It is a classic outdoor cafe / bar with white-jacketed waiters, where Greta Garbo, Liz Taylor, and Tennessee Williams all held court back in the day. It reminds us of our favorite Caffe Florian in Venice. Like Caffe Florian, it is listed in all the guidebooks as a place everyone should go at least once.

Well, we have already been 5 times! During the day, it doesn’t look like anything that special and is mobbed with tourists. But at night it becomes the most magical place in Taormina. It is set on the main piazza where the whole town gathers on their nightly walks, with a view of the sea on one side and the mountains on the other. They always have live entertainment, which we could listen to for hours (and do!). The guidebooks warned that a meal there can be a little pricey since they are so famous. But we order a glass of wine or a granite (like ice cream) and spend the evening being enchanted.

Our Favorite Acts

Most nights, there is a saxophone player, accompanied by a percussionist and pianist. The sax player takes the most interesting positions – the best being sitting back with his feet up on the lamp post. The most fun is watching people walk by and realize that the guy with his feet propped up is actually playing the music. They smile and soon a whole crowd is there taking pictures. Then, romance takes over, and people start dancing right in the square. One night they even did “Girl from Impanema,” where the sax player started playing the napkin holder, a Coke bottle, and ashtray with drumsticks. We love it!image  image

On other nights, the band is led by a Sicilian who reminds me of a Frenchman, with his beret. He plays the tambourine and sings, accompanied by accordion and guitar. It is like watching a cabaret. When we walked in the first time, he knew Frank had to have Sicilian roots and came over and asked us about it. Soon – he was playing a “special song” for his friend from Canicatti – and launched into the theme from “The Godfather.” We came back another night and, as we sat down, he introduced the whole crowd to Frank, his Sicilian friend.

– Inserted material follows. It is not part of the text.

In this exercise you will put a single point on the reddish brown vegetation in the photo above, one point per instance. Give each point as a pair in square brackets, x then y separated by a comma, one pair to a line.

Another night, there were three different tables with men of around the same age whose parents grew up in Sicily (Frank being one of them). Their parents all had ended up in different countries – the USA, Belgium, and Germany. But obviously their mothers had all sung the same songs to them in the Sicilian dialect. As the leader sang one traditional song after the other, you could see the faces of each of these men light up as they recognized and sang along, remembering their childhoods. It made me a little teary-eyed.  What a very special place Sicily is.